Bem mais do que a tristeza pela derrota do Brasil na Copa do Mundo Feminina, o episódio a se lamentar profundamente na última semana foi a reação homofóbica de um jogador do Rio Branco à eliminação da seleção, com ataques direcionados à jogadora Marta e a esposa dela. O clube capixaba publicou no mesmo dia uma nota de repúdio ao comportamento do jogador, comunicando o seu afastamento.
Por mais sem sentido que tenham sido os argumentos do jogador, é sempre um discurso perigoso, porque prega a condenação. São mais do que meras palavras ao vento, que ferem não somente o alvo do ataque, mas um universo de pessoas que por muito tempo foram alijadas da sociedade e hoje lutam pelo direito de existir como são. São palavras que carregam a violência que infelizmente ainda se materializa em agressões físicas, estupros e mortes.
Só para se ter uma ideia de como a violência contra pessoas LGBTQIAPN+ ainda é realidade, o Espírito Santo é o Estado em que houve o maior crescimento no número de mortes (350%) do país em 2022, na comparação com o ano anterior, segundo dados da 17ª edição do Anuário Brasileiro de Segurança Pública.

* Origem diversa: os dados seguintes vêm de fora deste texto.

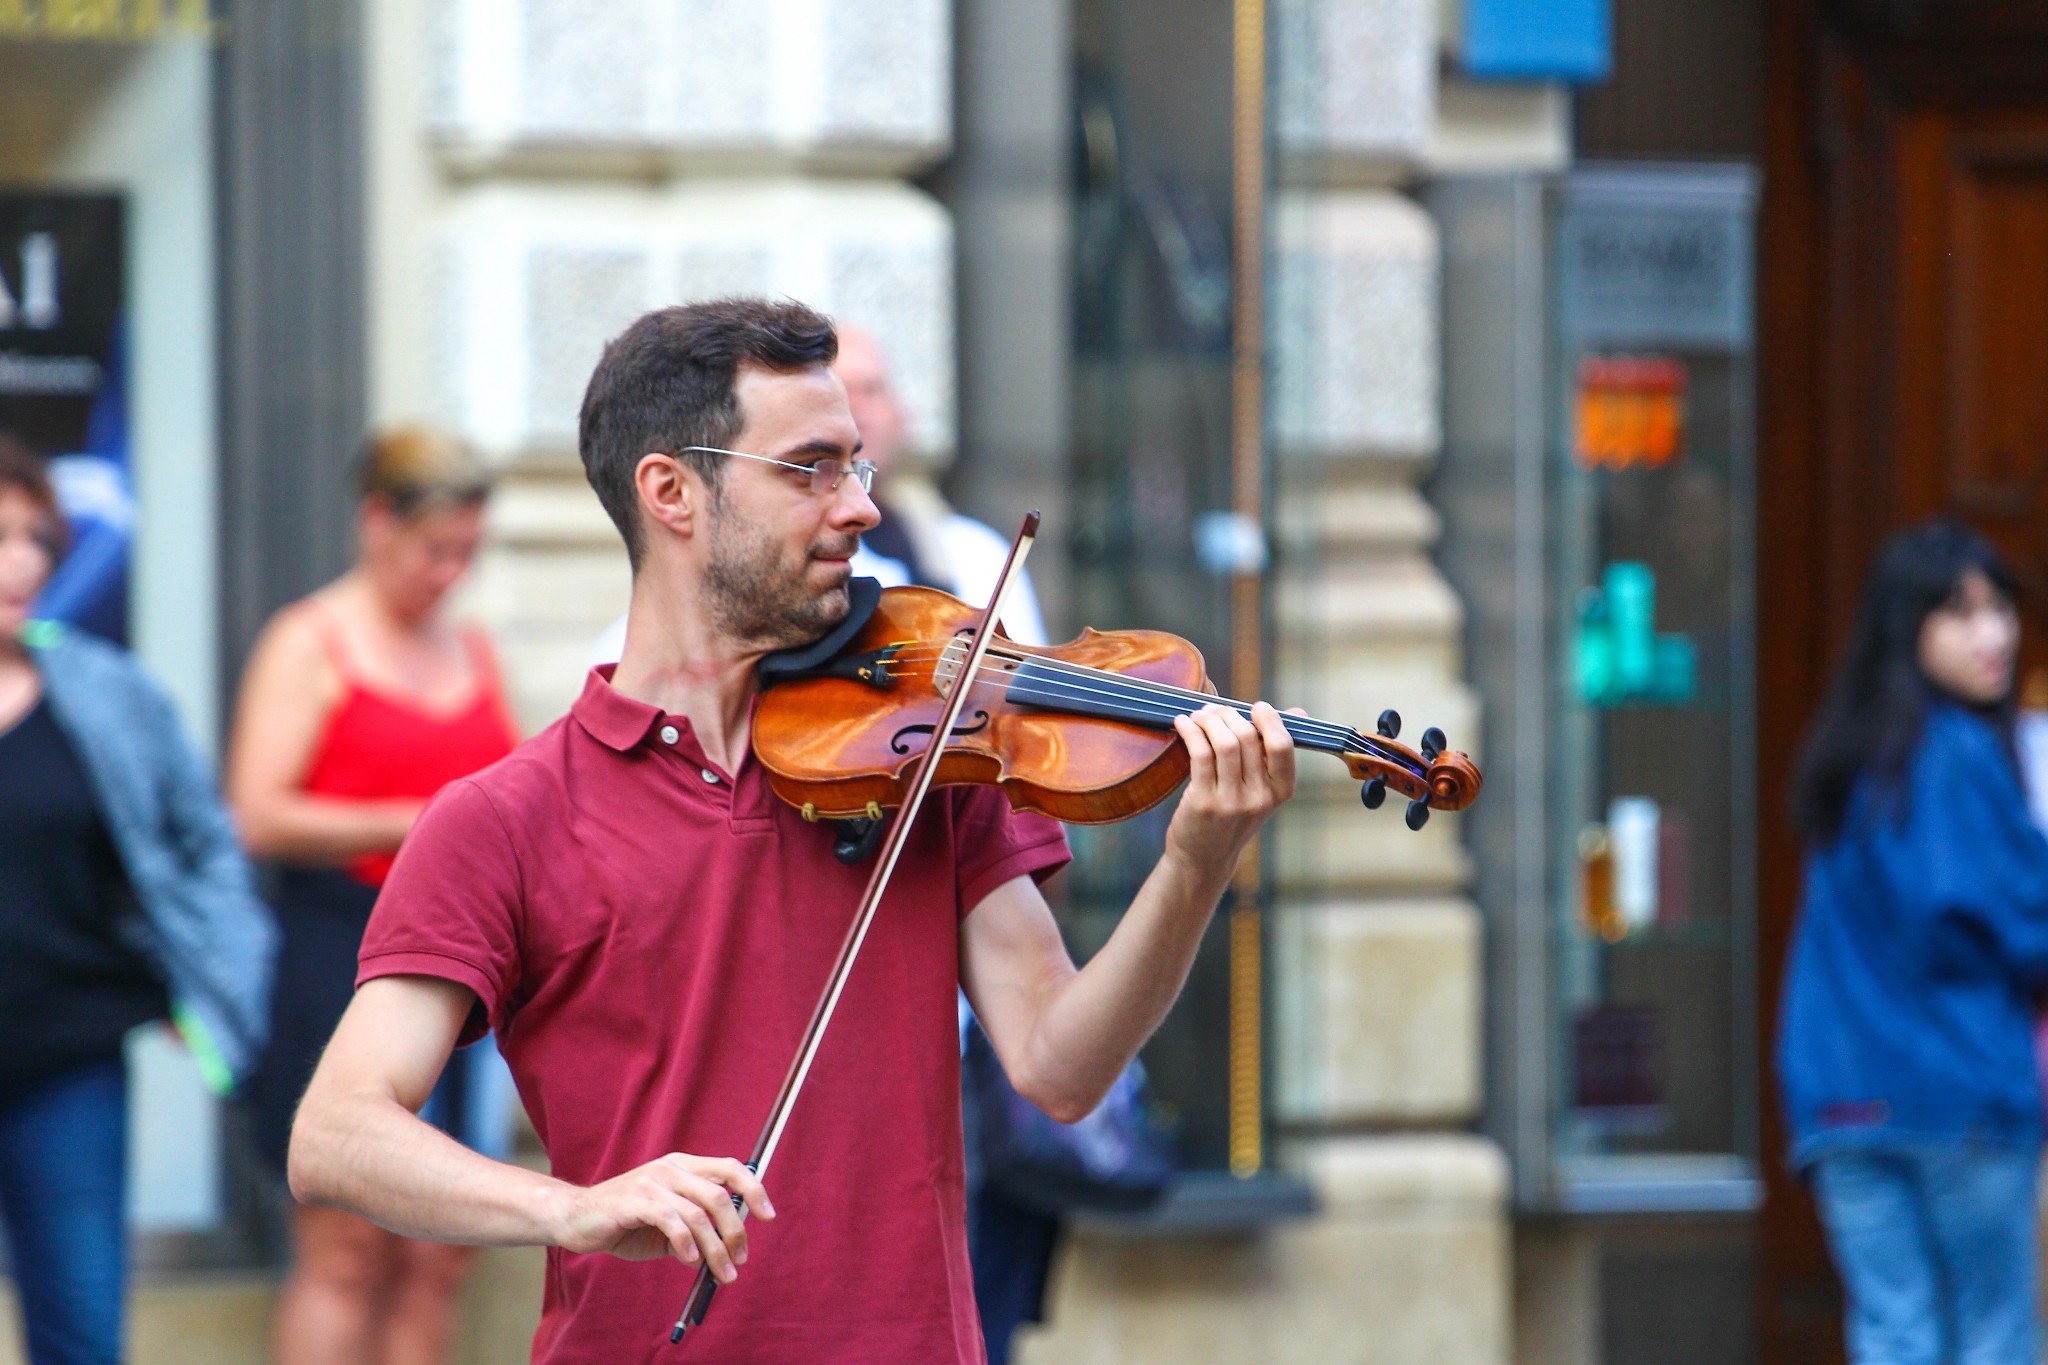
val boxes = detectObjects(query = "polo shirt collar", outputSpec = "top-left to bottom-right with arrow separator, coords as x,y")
572,666 -> 668,752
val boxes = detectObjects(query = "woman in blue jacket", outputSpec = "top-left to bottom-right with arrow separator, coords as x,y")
0,437 -> 274,1365
1781,519 -> 2048,1365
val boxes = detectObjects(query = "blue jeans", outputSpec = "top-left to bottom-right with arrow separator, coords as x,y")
0,1061 -> 127,1365
1811,1141 -> 2042,1365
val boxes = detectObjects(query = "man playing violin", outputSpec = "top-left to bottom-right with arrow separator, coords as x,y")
287,297 -> 1300,1364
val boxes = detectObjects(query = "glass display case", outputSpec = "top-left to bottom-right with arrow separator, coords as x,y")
1432,165 -> 1761,1213
1061,0 -> 1248,1185
1066,0 -> 1241,1182
1055,0 -> 1312,1225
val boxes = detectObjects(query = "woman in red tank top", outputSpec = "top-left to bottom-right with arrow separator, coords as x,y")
228,426 -> 518,1365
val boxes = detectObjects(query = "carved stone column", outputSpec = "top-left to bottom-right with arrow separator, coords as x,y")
1266,4 -> 1502,1353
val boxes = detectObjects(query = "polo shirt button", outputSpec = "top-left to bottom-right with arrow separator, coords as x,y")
700,768 -> 720,785
659,725 -> 680,745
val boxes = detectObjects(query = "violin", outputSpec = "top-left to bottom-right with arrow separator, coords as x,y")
753,581 -> 1482,831
669,515 -> 1478,1346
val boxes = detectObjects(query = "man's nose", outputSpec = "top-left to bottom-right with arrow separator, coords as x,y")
832,479 -> 881,532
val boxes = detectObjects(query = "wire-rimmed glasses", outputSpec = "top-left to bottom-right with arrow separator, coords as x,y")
680,445 -> 878,497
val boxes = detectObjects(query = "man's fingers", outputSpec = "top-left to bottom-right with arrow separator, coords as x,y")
636,1196 -> 698,1265
1192,705 -> 1281,802
664,1210 -> 700,1267
1184,704 -> 1300,807
1219,707 -> 1262,794
1192,707 -> 1245,797
660,1154 -> 773,1221
1175,710 -> 1217,791
706,1156 -> 775,1221
646,1157 -> 751,1279
678,1173 -> 750,1267
672,1198 -> 737,1282
1250,702 -> 1296,796
575,1152 -> 777,1277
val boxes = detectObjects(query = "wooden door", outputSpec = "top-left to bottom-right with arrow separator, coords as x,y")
1899,106 -> 2048,660
1759,6 -> 2048,1362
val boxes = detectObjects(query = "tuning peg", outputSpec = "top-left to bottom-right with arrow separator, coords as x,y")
1420,727 -> 1446,762
1376,709 -> 1401,739
1405,798 -> 1430,831
1361,776 -> 1387,809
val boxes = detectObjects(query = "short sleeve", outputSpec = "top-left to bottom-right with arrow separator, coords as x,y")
358,777 -> 524,1045
952,786 -> 1070,919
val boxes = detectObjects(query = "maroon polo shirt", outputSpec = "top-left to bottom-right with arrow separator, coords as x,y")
358,668 -> 1070,1365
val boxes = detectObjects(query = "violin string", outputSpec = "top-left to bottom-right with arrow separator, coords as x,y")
870,644 -> 1375,754
932,660 -> 1422,776
999,658 -> 1427,768
842,629 -> 1442,775
1007,676 -> 1366,753
948,660 -> 1365,751
1002,683 -> 1427,782
1018,656 -> 1377,750
985,675 -> 1387,762
876,653 -> 1394,764
870,664 -> 1427,784
884,643 -> 1282,717
948,655 -> 1403,763
998,664 -> 1427,773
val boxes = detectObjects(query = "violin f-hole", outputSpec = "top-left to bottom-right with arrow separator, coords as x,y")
889,709 -> 993,754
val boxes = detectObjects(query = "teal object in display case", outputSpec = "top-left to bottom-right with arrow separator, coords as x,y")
1575,562 -> 1698,707
1575,588 -> 1615,703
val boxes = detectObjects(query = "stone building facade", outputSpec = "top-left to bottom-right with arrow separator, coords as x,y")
356,0 -> 1568,1359
367,0 -> 960,723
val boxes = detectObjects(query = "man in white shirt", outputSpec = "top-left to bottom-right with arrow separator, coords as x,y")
831,326 -> 1047,646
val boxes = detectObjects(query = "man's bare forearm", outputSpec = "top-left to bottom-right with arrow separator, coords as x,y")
290,1087 -> 572,1247
301,977 -> 769,1274
1014,846 -> 1235,1119
997,704 -> 1297,1118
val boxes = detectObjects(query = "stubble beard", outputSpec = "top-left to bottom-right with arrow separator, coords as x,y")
702,498 -> 856,650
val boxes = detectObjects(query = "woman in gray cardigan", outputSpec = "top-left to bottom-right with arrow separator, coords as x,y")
0,438 -> 273,1365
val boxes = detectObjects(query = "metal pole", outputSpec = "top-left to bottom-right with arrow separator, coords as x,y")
1227,0 -> 1268,1181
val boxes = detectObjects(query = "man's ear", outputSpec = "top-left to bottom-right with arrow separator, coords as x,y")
634,452 -> 703,544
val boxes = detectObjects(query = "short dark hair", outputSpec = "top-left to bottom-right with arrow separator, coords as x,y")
577,298 -> 838,566
0,431 -> 66,560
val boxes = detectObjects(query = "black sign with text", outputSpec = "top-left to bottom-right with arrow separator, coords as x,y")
0,191 -> 130,642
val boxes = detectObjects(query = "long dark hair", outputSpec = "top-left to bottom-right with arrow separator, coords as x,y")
1793,519 -> 2020,842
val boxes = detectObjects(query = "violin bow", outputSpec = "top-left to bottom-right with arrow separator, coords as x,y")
669,511 -> 1042,1345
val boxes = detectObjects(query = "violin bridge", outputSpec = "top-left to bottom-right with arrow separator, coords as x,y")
932,633 -> 970,701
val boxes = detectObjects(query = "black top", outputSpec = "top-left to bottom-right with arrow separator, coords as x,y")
0,696 -> 165,1099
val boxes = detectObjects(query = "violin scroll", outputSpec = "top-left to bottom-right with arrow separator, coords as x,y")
1341,737 -> 1483,816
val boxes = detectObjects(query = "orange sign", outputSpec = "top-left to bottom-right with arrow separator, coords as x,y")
1575,355 -> 1686,471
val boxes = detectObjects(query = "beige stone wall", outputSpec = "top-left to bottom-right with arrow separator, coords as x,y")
1273,899 -> 1481,1124
1018,1139 -> 1508,1365
366,0 -> 960,729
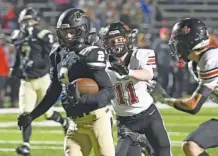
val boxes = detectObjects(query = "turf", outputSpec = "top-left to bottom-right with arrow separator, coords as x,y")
0,107 -> 218,156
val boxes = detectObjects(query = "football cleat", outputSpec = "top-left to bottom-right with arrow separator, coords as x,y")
16,144 -> 30,156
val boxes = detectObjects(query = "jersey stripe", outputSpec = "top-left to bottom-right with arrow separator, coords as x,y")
200,68 -> 218,80
87,62 -> 106,67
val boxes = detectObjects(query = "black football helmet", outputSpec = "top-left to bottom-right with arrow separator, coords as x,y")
56,8 -> 90,51
103,22 -> 131,57
18,7 -> 40,30
169,18 -> 209,62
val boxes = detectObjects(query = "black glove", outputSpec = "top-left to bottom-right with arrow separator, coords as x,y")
17,113 -> 32,130
118,126 -> 148,146
61,80 -> 81,107
62,51 -> 80,69
108,55 -> 129,75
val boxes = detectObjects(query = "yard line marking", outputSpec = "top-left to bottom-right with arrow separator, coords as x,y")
0,102 -> 217,114
0,129 -> 63,134
0,140 -> 63,145
0,129 -> 189,136
0,146 -> 63,152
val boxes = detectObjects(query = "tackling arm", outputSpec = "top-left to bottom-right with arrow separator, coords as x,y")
163,84 -> 212,114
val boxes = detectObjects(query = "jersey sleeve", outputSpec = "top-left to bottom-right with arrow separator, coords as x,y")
38,29 -> 55,54
137,49 -> 156,69
199,58 -> 218,85
84,47 -> 107,69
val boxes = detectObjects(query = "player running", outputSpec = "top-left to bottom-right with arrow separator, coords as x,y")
102,22 -> 171,156
154,18 -> 218,156
17,8 -> 115,156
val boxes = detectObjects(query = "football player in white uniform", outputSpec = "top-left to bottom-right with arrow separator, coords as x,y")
102,22 -> 171,156
155,18 -> 218,156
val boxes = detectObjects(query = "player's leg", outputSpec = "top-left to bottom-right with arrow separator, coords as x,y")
16,80 -> 37,155
64,126 -> 92,156
144,105 -> 171,156
36,74 -> 69,133
183,119 -> 218,156
93,108 -> 115,156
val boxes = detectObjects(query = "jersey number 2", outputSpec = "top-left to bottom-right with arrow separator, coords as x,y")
114,82 -> 139,105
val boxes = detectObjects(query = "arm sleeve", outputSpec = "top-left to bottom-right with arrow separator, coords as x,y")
78,47 -> 115,107
30,49 -> 62,120
138,49 -> 156,69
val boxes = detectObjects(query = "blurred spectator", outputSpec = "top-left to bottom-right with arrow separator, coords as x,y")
0,34 -> 9,108
55,0 -> 72,12
137,32 -> 152,48
0,1 -> 18,29
120,5 -> 131,27
84,5 -> 101,30
152,27 -> 171,92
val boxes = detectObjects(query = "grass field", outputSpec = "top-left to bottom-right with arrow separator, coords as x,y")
0,107 -> 218,156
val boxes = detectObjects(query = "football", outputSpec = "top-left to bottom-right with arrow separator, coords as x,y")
76,78 -> 99,95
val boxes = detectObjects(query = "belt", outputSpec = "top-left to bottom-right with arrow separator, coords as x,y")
70,108 -> 110,120
118,104 -> 155,120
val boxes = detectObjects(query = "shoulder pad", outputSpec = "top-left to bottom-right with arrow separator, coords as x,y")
11,30 -> 20,40
37,29 -> 52,39
79,46 -> 100,56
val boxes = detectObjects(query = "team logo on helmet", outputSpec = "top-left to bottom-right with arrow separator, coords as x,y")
183,26 -> 191,34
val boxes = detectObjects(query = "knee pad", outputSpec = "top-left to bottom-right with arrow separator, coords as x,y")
199,151 -> 209,156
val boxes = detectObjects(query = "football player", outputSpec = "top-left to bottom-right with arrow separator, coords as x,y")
10,7 -> 69,156
102,22 -> 171,156
17,8 -> 115,156
155,18 -> 218,156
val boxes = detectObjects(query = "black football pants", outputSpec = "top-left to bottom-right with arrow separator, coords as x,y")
116,104 -> 171,156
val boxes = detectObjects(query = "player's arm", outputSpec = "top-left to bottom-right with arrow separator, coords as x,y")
77,48 -> 115,107
129,50 -> 156,81
30,50 -> 62,120
163,84 -> 212,114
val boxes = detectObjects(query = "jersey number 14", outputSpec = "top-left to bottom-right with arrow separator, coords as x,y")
115,81 -> 139,105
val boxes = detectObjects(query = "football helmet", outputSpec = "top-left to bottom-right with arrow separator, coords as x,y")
18,7 -> 40,31
103,22 -> 131,57
169,18 -> 209,62
56,8 -> 90,51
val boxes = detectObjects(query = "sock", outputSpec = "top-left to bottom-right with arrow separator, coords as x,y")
47,111 -> 65,125
199,151 -> 209,156
23,142 -> 30,148
22,124 -> 32,143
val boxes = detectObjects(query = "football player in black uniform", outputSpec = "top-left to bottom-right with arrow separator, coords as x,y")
151,18 -> 218,156
17,8 -> 115,156
11,7 -> 69,156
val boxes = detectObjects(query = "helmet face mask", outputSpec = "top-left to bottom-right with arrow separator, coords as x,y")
106,35 -> 128,57
103,22 -> 130,57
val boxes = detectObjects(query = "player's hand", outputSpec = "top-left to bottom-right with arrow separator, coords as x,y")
147,80 -> 170,99
62,51 -> 80,69
17,113 -> 32,131
118,126 -> 148,146
62,80 -> 81,106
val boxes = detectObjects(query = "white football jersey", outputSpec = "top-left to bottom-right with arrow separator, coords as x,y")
107,48 -> 156,116
194,48 -> 218,103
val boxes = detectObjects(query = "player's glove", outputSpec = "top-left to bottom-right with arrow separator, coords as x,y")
118,126 -> 148,146
62,51 -> 80,69
61,80 -> 81,107
108,55 -> 129,75
17,113 -> 32,130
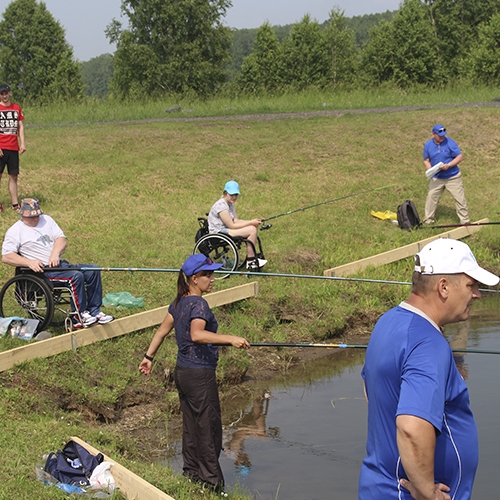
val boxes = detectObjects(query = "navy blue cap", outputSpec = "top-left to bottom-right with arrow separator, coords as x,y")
181,254 -> 223,276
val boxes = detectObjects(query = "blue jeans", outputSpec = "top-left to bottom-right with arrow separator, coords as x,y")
45,260 -> 102,316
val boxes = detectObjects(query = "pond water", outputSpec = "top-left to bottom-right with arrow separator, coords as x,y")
164,296 -> 500,500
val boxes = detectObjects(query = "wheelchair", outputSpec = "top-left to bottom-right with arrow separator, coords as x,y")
0,268 -> 83,334
193,217 -> 265,279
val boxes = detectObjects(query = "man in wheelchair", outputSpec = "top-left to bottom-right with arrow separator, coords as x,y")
1,198 -> 113,328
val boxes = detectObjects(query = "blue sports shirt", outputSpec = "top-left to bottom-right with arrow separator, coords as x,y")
423,136 -> 461,179
358,304 -> 478,499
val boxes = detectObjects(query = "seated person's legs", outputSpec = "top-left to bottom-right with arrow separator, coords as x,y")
46,261 -> 113,326
227,226 -> 267,269
76,263 -> 113,324
45,265 -> 93,326
228,226 -> 258,258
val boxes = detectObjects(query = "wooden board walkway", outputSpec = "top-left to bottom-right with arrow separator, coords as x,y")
71,436 -> 175,500
0,282 -> 258,373
324,219 -> 489,277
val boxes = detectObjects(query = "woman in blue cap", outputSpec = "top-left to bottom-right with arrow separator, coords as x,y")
208,180 -> 267,270
139,254 -> 250,495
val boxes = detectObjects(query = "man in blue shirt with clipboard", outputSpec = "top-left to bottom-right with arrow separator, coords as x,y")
422,124 -> 469,225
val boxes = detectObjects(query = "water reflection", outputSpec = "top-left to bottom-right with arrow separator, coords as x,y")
224,391 -> 271,476
449,320 -> 470,379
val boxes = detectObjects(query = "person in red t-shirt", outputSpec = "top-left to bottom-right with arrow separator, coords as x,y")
0,83 -> 26,212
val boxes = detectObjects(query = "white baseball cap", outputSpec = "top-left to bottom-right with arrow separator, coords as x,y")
415,238 -> 499,286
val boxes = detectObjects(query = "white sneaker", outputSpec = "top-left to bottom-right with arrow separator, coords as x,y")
246,259 -> 259,270
81,311 -> 97,327
95,311 -> 114,324
246,258 -> 268,270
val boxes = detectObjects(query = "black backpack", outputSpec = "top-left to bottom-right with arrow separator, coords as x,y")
44,440 -> 104,486
397,200 -> 421,230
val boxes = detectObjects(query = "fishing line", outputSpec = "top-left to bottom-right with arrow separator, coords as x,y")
249,342 -> 500,355
420,222 -> 500,229
28,266 -> 500,294
261,184 -> 396,223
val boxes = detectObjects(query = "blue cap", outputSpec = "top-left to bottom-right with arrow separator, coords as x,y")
224,180 -> 240,195
181,254 -> 223,277
432,124 -> 447,136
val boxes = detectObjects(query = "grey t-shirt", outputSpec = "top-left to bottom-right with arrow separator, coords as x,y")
208,198 -> 236,233
2,215 -> 65,264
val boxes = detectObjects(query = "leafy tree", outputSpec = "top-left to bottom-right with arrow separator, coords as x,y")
464,13 -> 500,85
228,24 -> 293,79
360,20 -> 395,84
0,0 -> 84,104
228,28 -> 258,80
280,15 -> 330,89
424,0 -> 500,75
236,23 -> 282,92
361,0 -> 438,87
324,8 -> 359,87
345,10 -> 396,47
106,0 -> 232,98
228,14 -> 391,80
81,54 -> 114,99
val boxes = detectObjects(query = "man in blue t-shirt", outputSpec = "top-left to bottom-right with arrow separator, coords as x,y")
359,238 -> 499,500
422,124 -> 469,225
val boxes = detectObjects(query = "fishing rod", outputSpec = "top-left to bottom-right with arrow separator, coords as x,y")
219,269 -> 499,293
25,267 -> 500,293
249,342 -> 500,355
420,222 -> 500,229
21,266 -> 180,274
261,183 -> 396,225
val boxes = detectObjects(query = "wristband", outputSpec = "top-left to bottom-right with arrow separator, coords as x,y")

As agressões explodiram no mesmo período, com um aumento de 90% no Estado. Os casos de estupro cresceram 171,4%. Os discursos LGBTfóbicos são a base dessa violência, por contaminar o senso comum e construir um ambiente no qual ela é normalizada. A transformação que se espera da sociedade é cultural, de respeito à existência das pessoas independentemente de sua sexualidade ou gênero.
Cada ataque sofrido por uma pessoa pública, como Marta, reverbera entre as pessoas comuns que se identificam com ela. Isso tem impacto na saúde mental: estudos internacionais mostram, por exemplo, que cerca de 52% dos jovens LGBTQIAPN+ já se automutilaram, contra 35% de jovens cis héteros. Como encontrar o próprio lugar no mundo e a autoaceitação com tanto ódio sendo disseminado?
Para piorar, o futebol ainda é um universo machista, que ecoa preconceitos demais. O esporte praticado por mulheres vem superando as resistências, mas suas jogadoras continuam alvo de preconceito.
Na Copa feminina deste ano, pelo menos 94 jogadoras inscritas fazem parte da comunidade LGBTQIA+, de acordo com levantamento da Outsports, site que reúne atletas que se declaram gays, lésbicas, bissexuais ou trans. O número é maior do que qualquer outro torneio organizado pela Fifa. Ou seja, qualquer um que se declare "profeta" e associe vitórias ou derrotadas à sexualidade das jogadoras não está fazendo nada mais do que charlatanismo.
O futebol feminino, com toda a sua diversidade, veio para ficar. Queiram ou não.